A GHD study has progressed new energy development potential by revealing viable investment options for grid reinforcement business case.
Facilitating large renewable generation connections from the remote Scottish Islands to the mainland of Great Britain presents regulatory challenges amid concerns about cost viability. Power generation developers are reluctant to commit to renewable development without network capacity to export their power. However, transmission companies cannot make a case to the regulator to commit expenditure to connect the islands without evidence of underlying committed generation development. The result is a Catch-22, whereby the case for either transmission or generation development is entirely predicated on the other, leading to a development hiatus.
The purpose of GHD's study was to break this hiatus. The solution developed had to flex in a highly dynamic environment and consider changes in government policy, including the differing and sometimes conflicting positions of UK Government, Scottish Government and local councils. Changing renewable subsidy arrangements added complexity, together with the impact of local council planning decisions and evolving generation technologies (in particular tidal) leading to a constantly shifting generation backdrop.

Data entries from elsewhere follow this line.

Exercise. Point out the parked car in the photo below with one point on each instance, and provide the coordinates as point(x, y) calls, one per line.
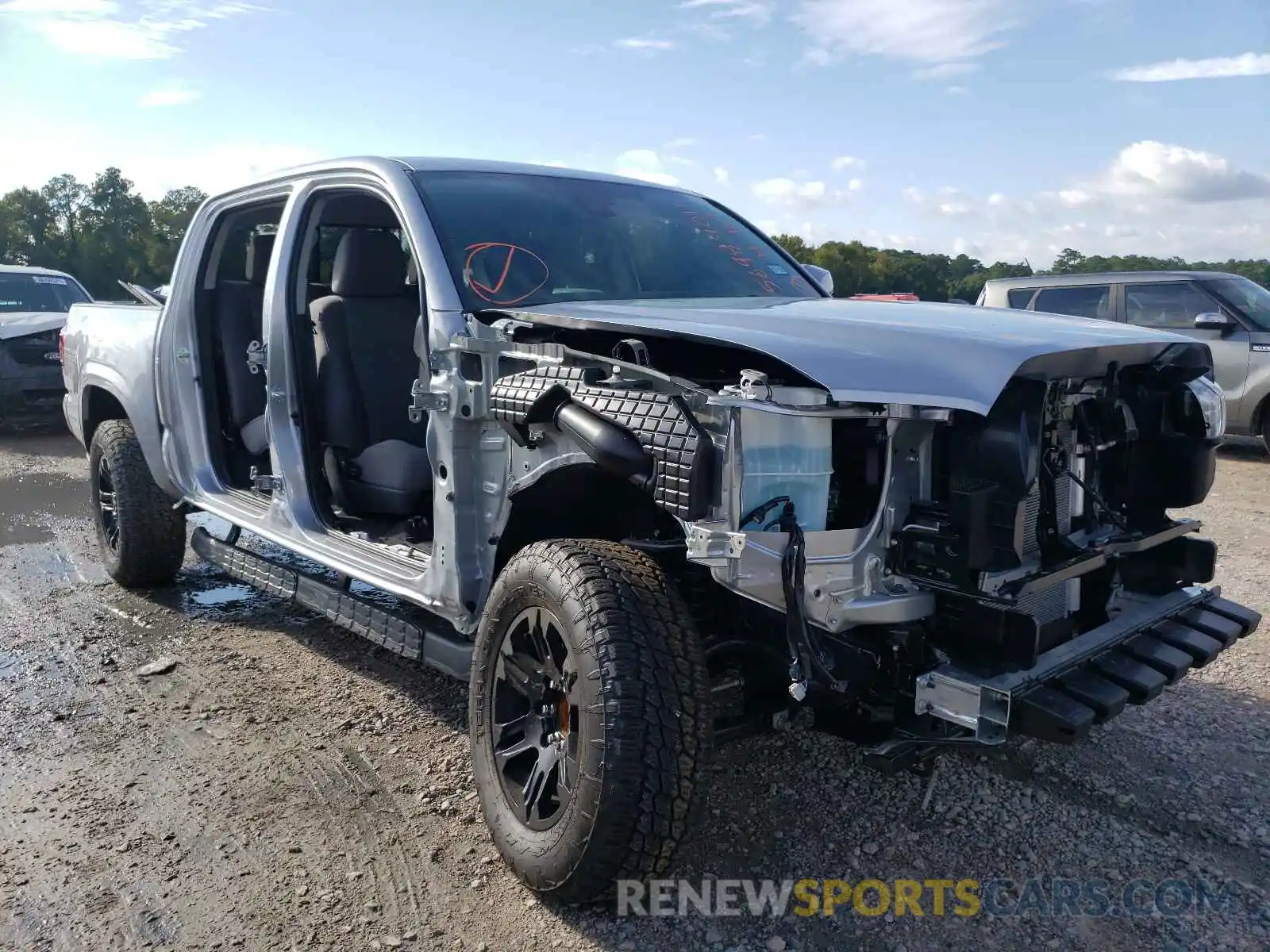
point(895, 296)
point(630, 471)
point(1229, 313)
point(33, 305)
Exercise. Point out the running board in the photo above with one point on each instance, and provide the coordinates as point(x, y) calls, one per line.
point(448, 653)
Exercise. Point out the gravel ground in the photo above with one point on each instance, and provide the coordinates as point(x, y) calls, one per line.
point(285, 785)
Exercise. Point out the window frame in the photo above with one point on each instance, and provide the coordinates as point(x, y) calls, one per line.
point(1111, 300)
point(1184, 282)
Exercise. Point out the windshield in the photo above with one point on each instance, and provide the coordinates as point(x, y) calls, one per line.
point(516, 240)
point(38, 292)
point(1246, 298)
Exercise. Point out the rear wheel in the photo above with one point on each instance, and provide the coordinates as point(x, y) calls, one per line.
point(143, 539)
point(588, 716)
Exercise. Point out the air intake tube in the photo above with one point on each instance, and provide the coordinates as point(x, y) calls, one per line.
point(611, 447)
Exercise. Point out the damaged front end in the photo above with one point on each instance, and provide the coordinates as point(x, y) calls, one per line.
point(943, 577)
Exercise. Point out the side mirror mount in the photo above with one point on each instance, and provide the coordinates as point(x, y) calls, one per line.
point(1214, 321)
point(822, 277)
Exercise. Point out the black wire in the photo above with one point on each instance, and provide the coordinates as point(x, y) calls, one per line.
point(803, 649)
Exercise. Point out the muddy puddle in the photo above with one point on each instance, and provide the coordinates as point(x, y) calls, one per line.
point(31, 503)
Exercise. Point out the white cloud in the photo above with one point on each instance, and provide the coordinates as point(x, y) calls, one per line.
point(168, 97)
point(1151, 198)
point(149, 29)
point(645, 164)
point(1155, 171)
point(755, 10)
point(791, 194)
point(933, 32)
point(645, 44)
point(946, 70)
point(1217, 67)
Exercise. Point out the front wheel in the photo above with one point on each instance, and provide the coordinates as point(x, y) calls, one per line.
point(588, 717)
point(141, 537)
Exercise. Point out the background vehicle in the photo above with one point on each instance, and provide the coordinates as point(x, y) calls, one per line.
point(33, 305)
point(632, 473)
point(895, 296)
point(1227, 311)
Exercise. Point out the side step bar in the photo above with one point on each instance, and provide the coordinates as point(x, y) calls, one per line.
point(446, 651)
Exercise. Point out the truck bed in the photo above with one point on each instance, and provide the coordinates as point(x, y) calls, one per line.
point(108, 367)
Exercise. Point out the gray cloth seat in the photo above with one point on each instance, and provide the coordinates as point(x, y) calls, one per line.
point(375, 459)
point(239, 313)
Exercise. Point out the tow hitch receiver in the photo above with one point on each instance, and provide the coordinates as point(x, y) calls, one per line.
point(1090, 679)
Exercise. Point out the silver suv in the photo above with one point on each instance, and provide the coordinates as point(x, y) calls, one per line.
point(1227, 311)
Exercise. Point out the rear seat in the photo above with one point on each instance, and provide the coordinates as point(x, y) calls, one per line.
point(239, 313)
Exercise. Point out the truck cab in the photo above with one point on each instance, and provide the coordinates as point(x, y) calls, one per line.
point(607, 452)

The GHD team developed a detailed, multifaceted cost-benefit analysis methodology and associated tool-set to enable a robust techno-economic assessment of the investment options in an environment defined by prevailing ambiguity. The project's aim was to identify the most economically advantageous solution in light of underlying uncertainty and show that the preferred solution provides value for money to the electricity consumer in Great Britain and benefits the island communities. The solution balanced the benefit of unlocking the vast renewable resource potential on the islands with the potential cost of becoming a stranded white elephant.
By suppling bespoke, micro (and macro) views of the investment outcomes under varying, plausible scenarios SHE-Transmission (Scottish & Southern Electricity Networks) submitted robust Needs Cases to the regulator for consideration that show the investments to be both economic and socially beneficial.